LAMEZIA TERME (CZ) – “Non ho preso parte all’omicidio di Nicholas Green insieme a Francesco Mesiano. Sono stato condannato ingiustamente e per tale fatto ho sempre detto a tutti i magistrati che si poteva invece sospettare di mio fratello. Non conosco nessun collaboratore di giustizia che ha scontato 20 anni di detenzione“.
A parlare nel maxi-processo Rinascita Scott contro i clan del Vibonese è il collaboratore di giustizia Michele Iannello, 53 anni, di Mileto, detenuto dal 31 ottobre 1994 e definitivamente condannato al carcere a vitaper l’omicidio del piccolo Nicholas Green, il bimbo americano ucciso da un colpo di pistola il 29 settembre del 1994 sull’A3.
“La Giustizia a me non ha regalato nulla e se non collaboravo forse uscivo prima dal carcere. Non sono stato io ad uccidere Nihcolas Green”. L’automobile sulla quale Nicholas stava viaggiando insieme ai genitori fu scambiata dai malviventi per quella di un gioielliere.

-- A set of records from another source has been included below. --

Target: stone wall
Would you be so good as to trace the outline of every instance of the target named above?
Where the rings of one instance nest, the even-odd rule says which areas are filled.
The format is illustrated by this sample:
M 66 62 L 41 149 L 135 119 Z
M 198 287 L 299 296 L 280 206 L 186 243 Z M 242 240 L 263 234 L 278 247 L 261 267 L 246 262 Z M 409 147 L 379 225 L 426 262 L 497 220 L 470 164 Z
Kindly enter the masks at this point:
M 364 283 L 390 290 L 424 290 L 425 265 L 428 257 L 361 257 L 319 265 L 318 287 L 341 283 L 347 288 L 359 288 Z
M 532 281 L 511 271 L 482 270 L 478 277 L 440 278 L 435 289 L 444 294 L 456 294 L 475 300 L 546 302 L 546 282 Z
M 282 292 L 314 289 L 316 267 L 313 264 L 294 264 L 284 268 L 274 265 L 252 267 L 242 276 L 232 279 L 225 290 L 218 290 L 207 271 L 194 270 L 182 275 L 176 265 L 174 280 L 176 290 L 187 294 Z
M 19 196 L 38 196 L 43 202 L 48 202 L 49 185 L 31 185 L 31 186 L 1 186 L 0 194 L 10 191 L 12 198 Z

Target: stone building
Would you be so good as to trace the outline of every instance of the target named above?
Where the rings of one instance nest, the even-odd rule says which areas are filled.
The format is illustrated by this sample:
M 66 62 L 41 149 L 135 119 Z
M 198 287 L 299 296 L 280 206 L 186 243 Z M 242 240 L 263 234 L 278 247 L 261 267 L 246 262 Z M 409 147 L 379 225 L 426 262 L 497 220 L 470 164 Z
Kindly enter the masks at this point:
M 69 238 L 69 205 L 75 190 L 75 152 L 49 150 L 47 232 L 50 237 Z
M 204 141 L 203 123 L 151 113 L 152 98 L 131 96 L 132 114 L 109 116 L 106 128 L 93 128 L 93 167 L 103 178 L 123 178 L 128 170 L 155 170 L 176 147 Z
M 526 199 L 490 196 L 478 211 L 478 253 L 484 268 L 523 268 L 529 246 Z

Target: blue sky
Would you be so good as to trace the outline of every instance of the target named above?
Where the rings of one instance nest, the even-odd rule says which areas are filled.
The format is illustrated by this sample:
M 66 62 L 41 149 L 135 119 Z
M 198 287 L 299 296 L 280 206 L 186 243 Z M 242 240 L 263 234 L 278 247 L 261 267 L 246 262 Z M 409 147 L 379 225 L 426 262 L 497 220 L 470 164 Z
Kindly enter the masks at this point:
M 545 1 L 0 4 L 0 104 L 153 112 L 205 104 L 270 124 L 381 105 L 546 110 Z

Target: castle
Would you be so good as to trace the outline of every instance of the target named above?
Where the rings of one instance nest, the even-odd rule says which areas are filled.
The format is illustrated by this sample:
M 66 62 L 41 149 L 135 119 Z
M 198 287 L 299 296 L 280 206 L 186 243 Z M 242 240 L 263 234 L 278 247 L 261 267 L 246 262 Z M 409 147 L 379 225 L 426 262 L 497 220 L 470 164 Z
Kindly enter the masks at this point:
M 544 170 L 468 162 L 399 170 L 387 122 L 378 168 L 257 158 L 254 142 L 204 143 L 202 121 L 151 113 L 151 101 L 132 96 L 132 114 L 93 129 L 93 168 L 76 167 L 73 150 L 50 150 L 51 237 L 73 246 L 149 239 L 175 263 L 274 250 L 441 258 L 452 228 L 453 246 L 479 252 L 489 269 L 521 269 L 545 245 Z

Iannello, che si è già accusato di altri fatti di sangue, è tornato a ribadire la sua estraneità rispetto all’omicidio del bimbo americano. Assolto in primo grado dal delitto Green, condannato in Appello e in Cassazione all’ergastolo, nel maggio 2010 la Suprema Corte ha rigettato anche il suo ricorso straordinario. Nel corso del processo Rinascita Scott ha invece confermato le accuse contro il clan Mancuso di Limbadi.